创伤外科医生为创伤患者实施血管栓塞术:在韩国可行吗?回顾性研究
目的:介入放射学的最新进展使血管栓塞术成为创伤护理中的一种重要方式。血管栓塞术通常由介入放射科医生实施。在本研究中,我们旨在调查由创伤外科医生实施急诊血管栓塞术的安全性和有效性。方法:我们确定了 2020 年 1 月至 2023 年 6 月期间在济州地区创伤中心(韩国济州)因严重创伤相关出血而接受急诊血管造影术的创伤患者。在 2022 年 5 月之前,本中心由两名专职介入放射科医生负责急诊血管造影术。不过,自 2022 年 6 月起,一名具有血管外科背景和经验的创伤外科医生开始为创伤相关出血患者进行急诊血管造影术。

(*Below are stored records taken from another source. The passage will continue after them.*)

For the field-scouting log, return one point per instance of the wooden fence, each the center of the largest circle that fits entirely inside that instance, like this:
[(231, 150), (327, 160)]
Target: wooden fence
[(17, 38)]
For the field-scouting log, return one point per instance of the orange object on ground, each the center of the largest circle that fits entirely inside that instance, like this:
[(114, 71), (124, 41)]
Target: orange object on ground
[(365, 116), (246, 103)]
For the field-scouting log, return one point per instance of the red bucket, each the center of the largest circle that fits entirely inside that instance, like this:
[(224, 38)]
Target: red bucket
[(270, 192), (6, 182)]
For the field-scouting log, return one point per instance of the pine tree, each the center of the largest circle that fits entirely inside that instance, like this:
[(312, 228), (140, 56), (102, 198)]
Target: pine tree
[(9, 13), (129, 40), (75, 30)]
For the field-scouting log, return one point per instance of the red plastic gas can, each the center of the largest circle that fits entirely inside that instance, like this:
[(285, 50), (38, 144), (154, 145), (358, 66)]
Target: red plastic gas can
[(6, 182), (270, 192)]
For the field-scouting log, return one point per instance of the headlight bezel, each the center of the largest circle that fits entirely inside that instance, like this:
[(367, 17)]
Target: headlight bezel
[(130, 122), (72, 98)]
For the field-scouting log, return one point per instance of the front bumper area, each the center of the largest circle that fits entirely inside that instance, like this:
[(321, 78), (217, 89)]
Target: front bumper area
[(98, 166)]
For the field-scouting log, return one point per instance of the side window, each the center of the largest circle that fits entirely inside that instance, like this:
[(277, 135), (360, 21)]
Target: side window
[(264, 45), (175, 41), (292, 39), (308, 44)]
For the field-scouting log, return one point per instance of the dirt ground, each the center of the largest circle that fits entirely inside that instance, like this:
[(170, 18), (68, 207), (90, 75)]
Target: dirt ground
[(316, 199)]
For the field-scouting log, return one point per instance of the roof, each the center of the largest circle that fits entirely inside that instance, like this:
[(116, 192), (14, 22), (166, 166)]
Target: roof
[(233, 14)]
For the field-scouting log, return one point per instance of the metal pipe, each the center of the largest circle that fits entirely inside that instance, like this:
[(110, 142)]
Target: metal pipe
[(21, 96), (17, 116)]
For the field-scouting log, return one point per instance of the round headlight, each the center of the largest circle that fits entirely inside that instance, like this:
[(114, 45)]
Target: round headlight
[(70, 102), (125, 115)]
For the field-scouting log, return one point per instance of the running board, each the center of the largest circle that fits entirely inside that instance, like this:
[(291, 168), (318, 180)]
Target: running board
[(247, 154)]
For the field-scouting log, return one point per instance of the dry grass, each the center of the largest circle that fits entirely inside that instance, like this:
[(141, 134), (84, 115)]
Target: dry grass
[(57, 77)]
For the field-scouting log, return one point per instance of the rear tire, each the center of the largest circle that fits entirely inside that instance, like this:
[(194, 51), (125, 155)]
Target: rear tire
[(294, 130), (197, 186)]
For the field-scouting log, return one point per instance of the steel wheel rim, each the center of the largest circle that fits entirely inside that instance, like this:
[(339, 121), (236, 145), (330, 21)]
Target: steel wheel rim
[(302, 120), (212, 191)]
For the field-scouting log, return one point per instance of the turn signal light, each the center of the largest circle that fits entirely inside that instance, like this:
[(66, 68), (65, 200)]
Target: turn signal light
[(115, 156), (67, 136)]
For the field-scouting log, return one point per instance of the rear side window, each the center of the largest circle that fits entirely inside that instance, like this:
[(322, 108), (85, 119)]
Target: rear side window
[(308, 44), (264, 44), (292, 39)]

创伤外科医生进行血管造影术的适应症包括肝损伤、盆腔损伤、脾损伤或肾损伤引起的大量出血。我们根据首次血管造影术的操作者来评估血管造影术的结果。首次血管栓塞失败 "是指任何原因导致的再出血,包括因再出血而再次栓塞或因再出血而接受手术的患者。结果在再出血导致的再栓塞、再出血导致的手术或首次血管栓塞的总体失败率方面,介入放射科医生和创伤外科医生之间没有发现明显差异。两组的死亡率和发病率也相似。在评估首次血管栓塞术失败的多变量逻辑回归分析中,盆腔栓塞是唯一显著的风险因素(调整后的几率比为3.29;95%置信区间为1.05-10.33;P=0.041)。在多变量逻辑回归模型中,创伤外科医生实施的血管栓塞术不被认为是一个重要的风险因素。结论只要具备必要的血管内治疗技能和经验,创伤外科医生就能安全地实施血管栓塞术。为了进一步提高质量控制,有必要加强对创伤外科医生的培训课程。
本文章由计算机程序翻译,如有差异,请以英文原文为准。